By Alister Doyle, Environment Correspondent
OSLO (Reuters) - A robot submarine has found clues to rising world sea levels by making trips deep beneath an ice shelf in Antarctica, scientists said on Tuesday.
The 7-meter (22-ft) submarine was making the first inspection of the underside of the shelf off the Pine Island glacier, in a U.S.-British mission.
"Because so little is known about ice sheet behavior, this research will take us a step further in understanding how ice sheets will contribute to sea level rise," Stan Jacobs, the U.S. lead scientist from Columbia University, said in a statement.
World sea levels would rise by about 5 meters if the ice of West Antarctica, including the Pine Island Glacier, melted, he said. Experts fear global warming could trigger a thaw.
The Pine Island glacier is the fastest-moving in Antarctica and its slide toward the ocean is accelerating. It brings more water to the sea than Europe's Rhine River and is adding about 0.25 mm (0.01 inch) a year to global sea levels.
Making 6 trips up to 70 km (44 miles) into the cavity, once surviving a collision with ice, the battery-powered "Autosub" took sonar measurements of the ice and studied the salinity of the water as part of a 53-day research cruise this year. The submarine traveled a total of 500 kms.
OCEAN CURRENTS
A little-understood shift in ocean currents may be bringing in more water and melting ice from below, scientists said. It is unknown if the shifts are linked to climate change blamed by the U.N. Climate Panel on emissions of greenhouse gases.
"My hypothesis is that more water seems to be coming toward the glacier rather than the temperature of the water is rising," said Adrian Jenkins, the lead British scientist at the British Antarctic Survey.
Water in the area was about 1 Celsius (33.80F).
Jenkins told Reuters past studies of ice shelves measured water flows at the front, without understanding underwater currents, the shape of the seabed and the ice.
"That means there remains a black box -- you don't now where the melting is happening," he said. The flow of the Pine Island glacier has accelerated to 3.7 km (2.3 miles) a year from 2.4 in the mid-1990s.
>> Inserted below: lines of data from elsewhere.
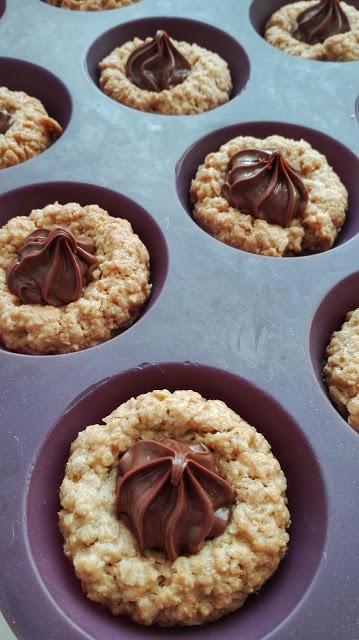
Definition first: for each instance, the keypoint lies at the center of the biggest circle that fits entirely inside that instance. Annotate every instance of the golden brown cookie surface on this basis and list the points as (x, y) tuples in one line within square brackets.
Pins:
[(194, 588), (315, 231), (31, 131), (341, 370), (208, 85), (110, 301), (342, 47)]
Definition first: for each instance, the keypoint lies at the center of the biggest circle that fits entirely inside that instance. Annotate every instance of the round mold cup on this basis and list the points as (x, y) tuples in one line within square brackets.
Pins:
[(191, 31), (306, 497), (261, 11), (329, 317), (344, 162), (23, 200), (20, 75)]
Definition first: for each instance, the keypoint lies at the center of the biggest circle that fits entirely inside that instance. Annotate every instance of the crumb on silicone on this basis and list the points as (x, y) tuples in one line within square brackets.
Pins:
[(208, 85), (194, 588), (316, 231), (111, 301), (31, 132), (343, 47), (341, 369)]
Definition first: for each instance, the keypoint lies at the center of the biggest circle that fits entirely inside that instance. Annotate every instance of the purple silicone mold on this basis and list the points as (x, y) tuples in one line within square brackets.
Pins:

"We were able to map the shape of the cavity and measure the water properties so we can say with more certainty how the ocean heat gets to the ice base to do the melting," he said.
The fear is that Antarctica's ice will slide toward the sea far faster if ice shelves floating on the water -- and acting as a brake -- break up and disappear. Several ice shelves on the Antarctic Peninsula to the north have broken up in recent years.
Jenkins said it would take several months to go through the data compiled by the submarine.
"We're really happy with the way the submarine performed," said Steve McPhail, lead engineer of the mission at the National Oceanography Center in Southampton, England.
He said it was nerve-racking waiting for it to return from a pre-programed route that could take 24 hours to cover, not knowing if it had broken down or crashed.